Nature Seminar Series. Nature Positive – fact or fiction? Joe Bull, University of Oxford

Biodiversity loss is one of the great global challenges of our time. If we are ever to address and ultimately reverse biodiversity loss, we must face the difficult truth that amongst its most substantial drivers are consumption and trade. As such, to arrest declines in biodiversity, we may all have to change the way we live and do business.
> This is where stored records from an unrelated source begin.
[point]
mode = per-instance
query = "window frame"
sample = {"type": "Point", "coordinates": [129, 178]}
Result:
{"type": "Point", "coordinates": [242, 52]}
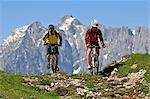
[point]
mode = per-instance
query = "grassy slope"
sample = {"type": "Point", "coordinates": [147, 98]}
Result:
{"type": "Point", "coordinates": [11, 87]}
{"type": "Point", "coordinates": [143, 62]}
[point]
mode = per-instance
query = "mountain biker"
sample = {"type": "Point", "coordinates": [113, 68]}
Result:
{"type": "Point", "coordinates": [92, 38]}
{"type": "Point", "coordinates": [50, 38]}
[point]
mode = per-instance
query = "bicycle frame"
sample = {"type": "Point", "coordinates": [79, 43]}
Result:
{"type": "Point", "coordinates": [53, 58]}
{"type": "Point", "coordinates": [95, 61]}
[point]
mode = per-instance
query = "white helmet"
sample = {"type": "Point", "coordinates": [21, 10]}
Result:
{"type": "Point", "coordinates": [94, 23]}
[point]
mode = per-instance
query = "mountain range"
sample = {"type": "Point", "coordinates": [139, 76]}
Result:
{"type": "Point", "coordinates": [23, 51]}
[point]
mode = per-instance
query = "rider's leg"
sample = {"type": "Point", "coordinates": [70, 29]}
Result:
{"type": "Point", "coordinates": [56, 59]}
{"type": "Point", "coordinates": [97, 51]}
{"type": "Point", "coordinates": [89, 59]}
{"type": "Point", "coordinates": [48, 56]}
{"type": "Point", "coordinates": [57, 53]}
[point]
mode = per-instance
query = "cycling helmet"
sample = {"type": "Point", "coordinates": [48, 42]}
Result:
{"type": "Point", "coordinates": [51, 27]}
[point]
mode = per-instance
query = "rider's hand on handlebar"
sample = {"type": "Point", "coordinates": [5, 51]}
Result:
{"type": "Point", "coordinates": [103, 45]}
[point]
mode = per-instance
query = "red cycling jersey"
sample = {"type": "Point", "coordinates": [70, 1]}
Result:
{"type": "Point", "coordinates": [92, 36]}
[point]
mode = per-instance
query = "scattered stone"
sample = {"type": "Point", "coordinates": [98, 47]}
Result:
{"type": "Point", "coordinates": [61, 91]}
{"type": "Point", "coordinates": [81, 91]}
{"type": "Point", "coordinates": [133, 78]}
{"type": "Point", "coordinates": [134, 66]}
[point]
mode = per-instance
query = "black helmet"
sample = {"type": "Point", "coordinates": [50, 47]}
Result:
{"type": "Point", "coordinates": [51, 27]}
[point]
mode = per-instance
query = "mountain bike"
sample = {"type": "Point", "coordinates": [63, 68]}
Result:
{"type": "Point", "coordinates": [53, 64]}
{"type": "Point", "coordinates": [95, 61]}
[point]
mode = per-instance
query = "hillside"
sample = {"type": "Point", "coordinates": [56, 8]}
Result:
{"type": "Point", "coordinates": [126, 78]}
{"type": "Point", "coordinates": [23, 51]}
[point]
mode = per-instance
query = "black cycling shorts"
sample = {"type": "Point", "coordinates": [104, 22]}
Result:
{"type": "Point", "coordinates": [52, 50]}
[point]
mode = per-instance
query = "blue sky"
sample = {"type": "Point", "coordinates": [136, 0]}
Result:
{"type": "Point", "coordinates": [115, 13]}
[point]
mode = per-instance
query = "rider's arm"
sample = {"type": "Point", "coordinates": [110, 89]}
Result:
{"type": "Point", "coordinates": [60, 38]}
{"type": "Point", "coordinates": [100, 37]}
{"type": "Point", "coordinates": [87, 36]}
{"type": "Point", "coordinates": [45, 36]}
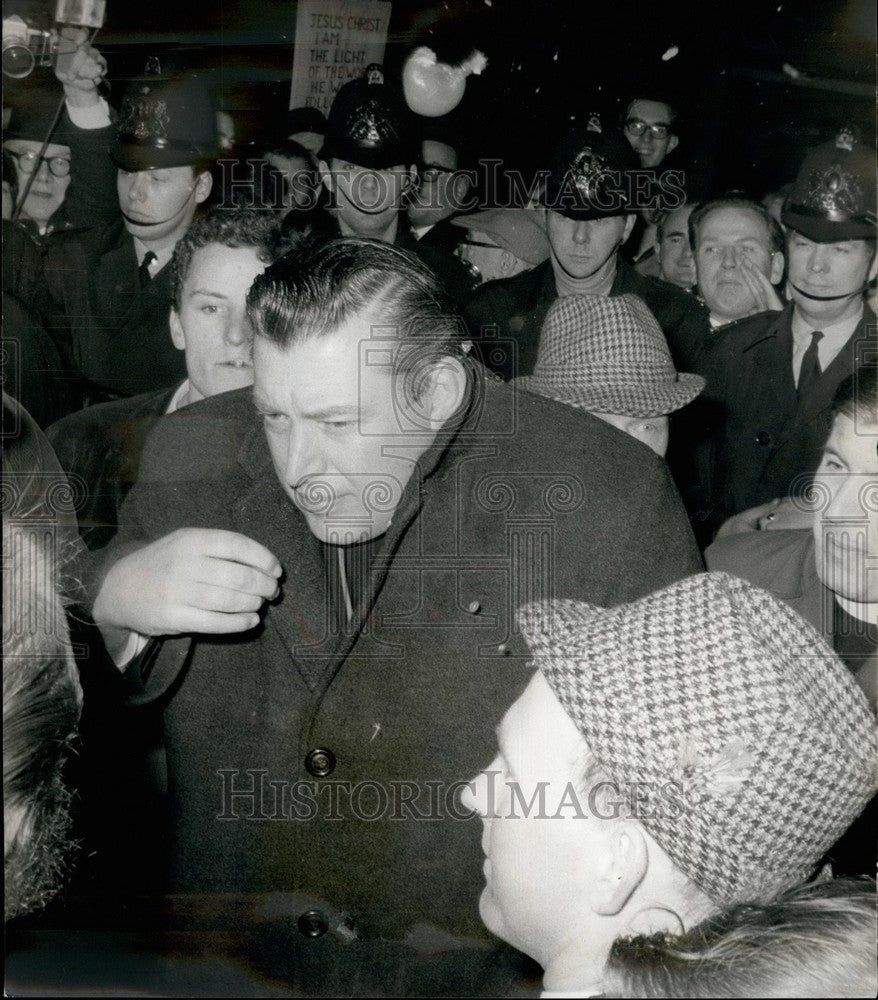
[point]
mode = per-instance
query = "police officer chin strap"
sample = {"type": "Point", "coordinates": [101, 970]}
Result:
{"type": "Point", "coordinates": [830, 298]}
{"type": "Point", "coordinates": [162, 222]}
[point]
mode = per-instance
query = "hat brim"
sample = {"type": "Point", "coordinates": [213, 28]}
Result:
{"type": "Point", "coordinates": [372, 157]}
{"type": "Point", "coordinates": [135, 157]}
{"type": "Point", "coordinates": [563, 201]}
{"type": "Point", "coordinates": [823, 230]}
{"type": "Point", "coordinates": [643, 400]}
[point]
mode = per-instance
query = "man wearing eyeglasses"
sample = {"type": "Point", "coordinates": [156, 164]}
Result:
{"type": "Point", "coordinates": [442, 190]}
{"type": "Point", "coordinates": [649, 128]}
{"type": "Point", "coordinates": [368, 166]}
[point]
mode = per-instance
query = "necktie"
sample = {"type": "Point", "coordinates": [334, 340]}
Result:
{"type": "Point", "coordinates": [143, 270]}
{"type": "Point", "coordinates": [810, 372]}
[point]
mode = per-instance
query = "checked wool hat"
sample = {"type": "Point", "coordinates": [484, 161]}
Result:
{"type": "Point", "coordinates": [608, 355]}
{"type": "Point", "coordinates": [723, 690]}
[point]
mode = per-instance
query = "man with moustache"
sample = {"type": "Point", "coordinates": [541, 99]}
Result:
{"type": "Point", "coordinates": [771, 378]}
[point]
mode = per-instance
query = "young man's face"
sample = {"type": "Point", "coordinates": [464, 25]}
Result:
{"type": "Point", "coordinates": [731, 241]}
{"type": "Point", "coordinates": [846, 527]}
{"type": "Point", "coordinates": [158, 205]}
{"type": "Point", "coordinates": [211, 325]}
{"type": "Point", "coordinates": [582, 247]}
{"type": "Point", "coordinates": [827, 269]}
{"type": "Point", "coordinates": [652, 431]}
{"type": "Point", "coordinates": [650, 148]}
{"type": "Point", "coordinates": [331, 412]}
{"type": "Point", "coordinates": [674, 251]}
{"type": "Point", "coordinates": [538, 869]}
{"type": "Point", "coordinates": [47, 190]}
{"type": "Point", "coordinates": [367, 201]}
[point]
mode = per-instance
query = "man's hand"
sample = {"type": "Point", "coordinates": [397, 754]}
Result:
{"type": "Point", "coordinates": [764, 293]}
{"type": "Point", "coordinates": [79, 67]}
{"type": "Point", "coordinates": [193, 580]}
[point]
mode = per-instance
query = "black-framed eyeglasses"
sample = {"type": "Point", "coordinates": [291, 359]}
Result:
{"type": "Point", "coordinates": [28, 162]}
{"type": "Point", "coordinates": [430, 173]}
{"type": "Point", "coordinates": [477, 243]}
{"type": "Point", "coordinates": [636, 127]}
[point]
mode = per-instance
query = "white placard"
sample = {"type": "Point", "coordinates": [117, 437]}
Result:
{"type": "Point", "coordinates": [335, 42]}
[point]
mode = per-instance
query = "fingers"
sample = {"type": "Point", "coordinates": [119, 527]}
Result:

The idea of ‘Nature Positive’ builds on decades of scientific work and hard-fought environmental policy gains, and suggests that we can: (a) quantify the direct and indirect impacts of organisations on biodiversity; (b) substantially reduce those impacts; and, (c) reverse them, to the extent that we begin to see global biodiversity recovery. It is a great narrative – but is it fundamentally a fiction, or do the facts suggest it might actually be possible? In this talk, I will explore this question empirically, from the perspective of working right on the boundary between academia and industry.

The Leverhulme Centre for Nature Recovery is interested in promoting a wide variety of views and opinions on nature recovery from researchers and practitioners.  The views, opinions and positions expressed within this lecture are those of the author alone, they do not purport to reflect the opinions or views of the Leverhulme Centre for Nature Recovery, or its researchers.